In a sense, nature provides a shortcut: if the Penn researchers could characterize the mineral particles, or sclerites, in L. chilensis, that might point to a novel, and perhaps better, shape for human systems that rely on granular jamming. “In this work, using the red gorgonian coral, Leptogorgia chilensis, as a model system, we elucidate the structure-property relationship of this sclerite-based biological granular jamming system.”
![The particles are somewhat cylindrical, like a rod studded with branching outgrowths at regular intervals. [Ling Li and Chenhao Hu]](https://www.genengnews.com/wp-content/uploads/2025/10/low-res-3-190x300.jpeg)
Measuring about a tenth of a millimeter in size, the particles are somewhat cylindrical, like a rod studded with branching outgrowths at regular intervals. The investigators explained, “In this species, the sclerite geometry consists of a cylindrical shaft with two sets of triradiate side branches and two axial branches with their tips covered with small spike-like protrusions.” Hu added, “Once the sclerites get close enough to their neighbors, their branches jam together, holding them in place.”
![Artificially colored scanning electron microscopy image of microscopic sclerites produced by the soft coral Leptogorgia chilensis. [James C. Weaver]](https://www.genengnews.com/wp-content/uploads/2025/10/low-res-300x232.jpeg)
The researchers explored the material’s properties with advanced imaging techniques, computational modeling, and by poking and prodding preserved samples of the coral. “Our combined analyses revealed that the multiscale geometrical features of sclerites in L. chilensis play a critical role in their jamming behavior,” they found. “When we applied force to the samples,” said Hu, “the material system initially shrank, occupying less volume because the particles were closer together.”
Ultimately, the researchers suggested, their study points toward the benefits of studying nature to find new materials. “We just studied one coral species,” pointed out Li. “But there are many other soft coral species out there, which use different sclerite shapes, with potentially different properties.” In their paper, the team concluded, “The present study investigates sclerite-based gorgonian skeletons as a natural jammable material system, which offers insights for designing particle geometries for granular jamming with improved mechanical strength and structural efficiency.”
![Three-dimensional rendering of microscopic sclerites produced by the soft coral Leptogorgia chilensis. [Chenhao Hu and Ling Li]](https://www.genengnews.com/wp-content/uploads/2025/10/low-res-2-300x232.jpeg)

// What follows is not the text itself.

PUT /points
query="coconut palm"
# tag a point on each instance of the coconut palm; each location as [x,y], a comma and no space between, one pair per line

In the future, the skeleton of L. chilensis could serve as a point of comparison for other natural systems and inspire human engineers. “There are so many situations where we might want to selectively tune the stiffness of a material,” said Li. “In this coral, nature has given us a blueprint we can follow.” The authors further noted, “Beyond providing insights into the structural complexities of gorgonian skeletal architectures, this work also presents an alternative, bioinspired perspective for the development of innovative synthetic granular jamming-based mechanotunable systems.